Acid-base indicators are weak organic acids. Unlike most acids, however, the acid and base forms of indicators are different colors. Since the color of the indicator depends on the pH of the solution, indicators find wide use in applications that involve pH changes, such as titrations, pH testing, and science demonstrations.
The most important property of an indicator is its pH range, which is dependent on the indicator’s acid strength. An indicator’s pH range is the range of pH values over which the indicator changes colors from its acid form to its base form. It extends from the highest pH at which only the acid form is visible to the lowest pH at which only the base form is visible. The indicator is not sensitive to pH changes outside its range because the indicator does not change color over these pH values. For example, methyl red does not change color over the pH values 1 to 4 or 6 and above. The pH range is 4 to 6 (see Table 1).
Because a noticeable pH change occurs near the equivalence point of acid-base titrations, an indicator can be used to signal the end of a titration. When selecting an indicator for acid-base titrations, choose an indicator whose pH range falls within the pH change of the reaction. For example, in the titration of a strong acid with a strong base, the pH quickly changes from 3 to 11. The indicator phenolphthalein, whose range spans from pH 8 to 10, therefore makes a good choice for this type of titration.
If you don’t know the pH change around the equivalence point of your titration, consult a general chemistry textbook. Most textbooks contain the titration curves for simple titrations, such as weak acid-strong base or strong acid-weak base.
Litmus, extracted from lichen, is one of the oldest and simplest pH indicators. Students may already be familiar with it.

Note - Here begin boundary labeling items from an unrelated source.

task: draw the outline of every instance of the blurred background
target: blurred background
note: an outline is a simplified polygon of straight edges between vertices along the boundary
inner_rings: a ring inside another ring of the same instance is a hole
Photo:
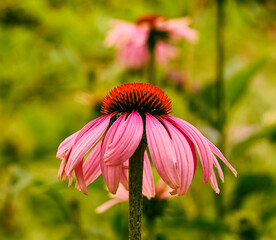
[[[188,16],[199,38],[157,66],[157,85],[174,116],[222,145],[221,194],[198,167],[188,193],[167,201],[154,239],[276,239],[275,0],[1,0],[0,239],[127,239],[127,203],[102,214],[102,177],[85,196],[57,181],[59,143],[98,117],[101,101],[124,82],[145,82],[104,46],[114,18]],[[224,6],[225,137],[215,100],[217,7]],[[145,224],[144,224],[144,228]],[[146,232],[145,229],[143,229]],[[143,233],[144,234],[144,233]],[[146,233],[145,233],[146,235]]]

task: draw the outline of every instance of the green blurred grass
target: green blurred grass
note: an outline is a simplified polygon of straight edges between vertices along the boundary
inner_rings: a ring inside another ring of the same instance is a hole
[[[229,112],[230,156],[233,146],[276,123],[275,9],[269,0],[227,3],[226,78],[267,59]],[[213,1],[0,2],[0,239],[126,239],[127,203],[95,214],[109,199],[103,180],[89,187],[88,196],[67,189],[57,181],[55,152],[65,137],[100,114],[109,89],[145,81],[144,74],[122,70],[103,42],[112,18],[134,21],[147,13],[188,15],[200,36],[194,46],[180,44],[178,59],[159,68],[159,76],[184,70],[186,89],[212,83]],[[164,81],[160,86],[172,99],[173,115],[216,141],[217,132],[189,108],[186,95]],[[223,223],[216,217],[217,196],[203,185],[198,168],[188,194],[172,199],[158,219],[160,239],[275,239],[275,154],[275,136],[266,134],[230,159],[239,177],[226,173]]]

There are 3 types of litmus paper: neutral, red, and blue. Neutral litmus paper is purple; it turns red in the presence of an acid and blue in the presence of a base. Red litmus paper turns blue in the presence of a base. Blue litmus paper turns red in the presence of an acid. Litmus paper does not indicate the pH of a solution, only whether it’s an acid or base.
To determine pH, use pH paper, universal indicator solution, or a pH meter. pH meters can detect pH down to 0.01 of a pH unit. This type of precision is usually reserved for advanced science, college, or research coursework. Most general chemistry labs use pH paper or universal indicator solution instead of meters.

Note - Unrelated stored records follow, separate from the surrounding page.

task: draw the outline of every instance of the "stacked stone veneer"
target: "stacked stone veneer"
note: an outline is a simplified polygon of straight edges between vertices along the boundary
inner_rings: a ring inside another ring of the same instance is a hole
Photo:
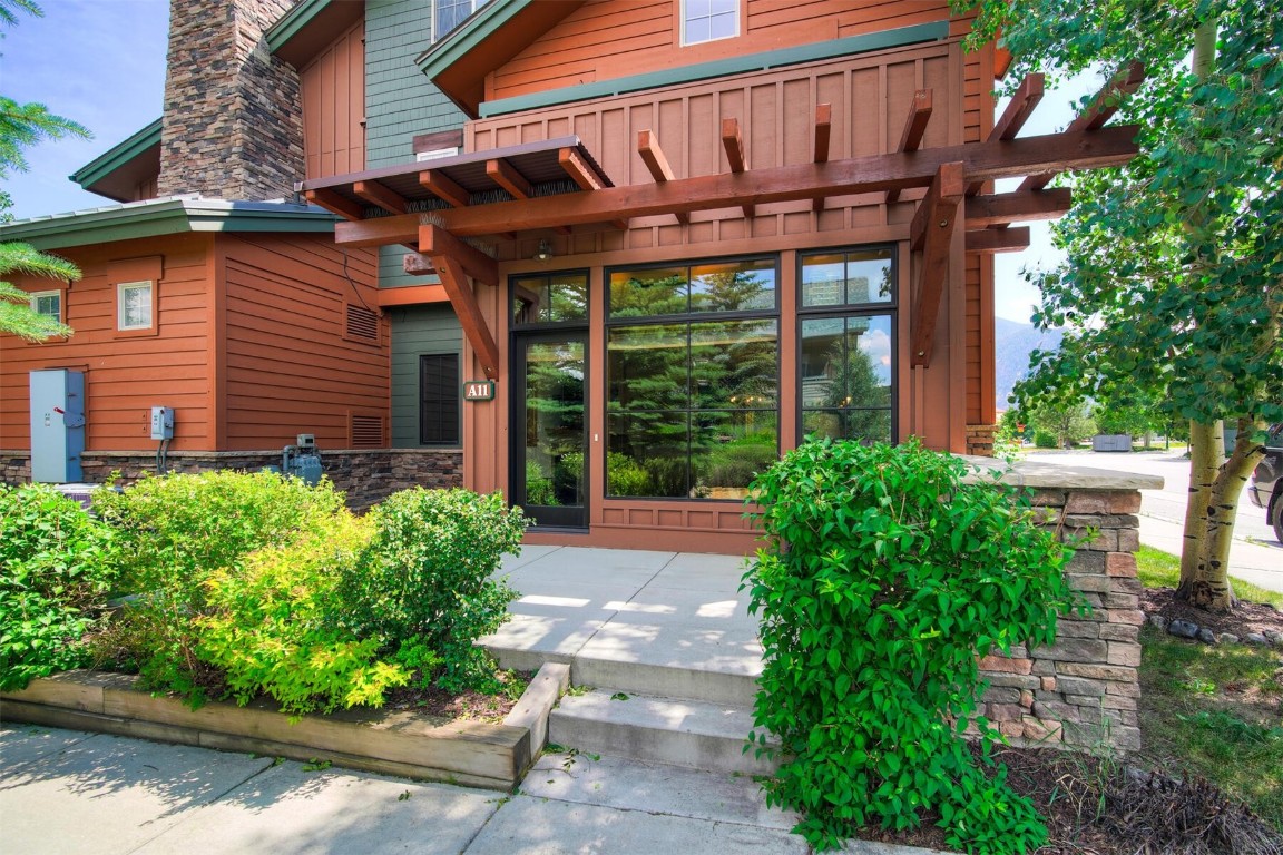
[[[159,195],[293,195],[303,179],[299,74],[263,41],[293,5],[171,0]]]
[[[1091,611],[1061,615],[1051,647],[1015,646],[1010,656],[985,656],[980,669],[989,688],[980,711],[1014,745],[1138,750],[1141,494],[1041,486],[1033,499],[1062,540],[1094,532],[1065,570]]]
[[[22,451],[0,452],[5,483],[31,479],[31,456]],[[81,459],[85,481],[103,483],[119,473],[118,483],[130,485],[144,473],[155,473],[155,455],[86,451]],[[176,473],[241,469],[257,472],[278,467],[278,451],[171,451],[168,469]],[[321,465],[334,485],[348,495],[348,506],[366,510],[398,490],[408,487],[459,487],[463,485],[463,452],[426,449],[378,449],[322,451]]]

pH paper contains several indicators and combines their pH ranges to offer an extended range of pH sensitivity. These papers display a unique color for each pH unit and come with their own color chart.

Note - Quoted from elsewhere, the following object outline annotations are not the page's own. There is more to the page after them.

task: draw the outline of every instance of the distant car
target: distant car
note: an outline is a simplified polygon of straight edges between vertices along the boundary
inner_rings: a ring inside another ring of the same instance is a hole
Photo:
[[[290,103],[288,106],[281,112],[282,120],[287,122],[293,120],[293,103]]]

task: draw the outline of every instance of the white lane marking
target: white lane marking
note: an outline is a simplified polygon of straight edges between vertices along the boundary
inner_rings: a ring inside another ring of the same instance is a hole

Universal indicator solutions work similarly and can be the most cost-effective option because only 1 drop is usually required. Bogen universal indicator solution, which contains the indicators methyl red, phenolphthalein, and bromthymol blue, measures pH over the range 4 to 10. Another popular universal indicator solution is also natural, red cabbage juice.
For a fun activity, measure the pH of common household liquids with a pH indicator of your choice. The results may surprise you (see Table 2)!
|1||hydrochloric acid, 0.1M|
|4.5||water, acid rain|
|8.5||egg white product (liquid)|
|12||sodium hydroxide, 0.1M|
Imagine your students’ surprise when words suddenly appear on a seemingly blank piece of paper sprayed with “water”! What your students don’t know is that the paper was pre-treated with an indicator solution and activated by the pH of the “water” (an acidic or basic solution). The rapid color change of indicators is the “magic” behind many classic “disappearing” ink chemistry demos. To see indicators in action, try this fun activity:
- Using a paint brush, write a secret message on a piece of paper using 1% phenolphthalein in 95% alcohol.
- Let the paper dry.
- In a 250-mL beaker, dissolve 1 g of sodium hydroxide in 50 mL deionized or distilled water. Stir until dissolved.
- Fill the beaker to 100 mL with 95% ethanol and stir.
- Pour the sodium hydroxide solution into a spray bottle.
- Ensure that your audience is ready, then spray the sodium hydroxide solution on the paper to reveal your secret message—in bright pink letters!
- BONUS: Over time, the letters will fade as carbon dioxide in the air dissolves in the wet paper to form carbonic acid. The acid neutralizes the sodium hydroxide solution in the paper; the letters “magically” disappear!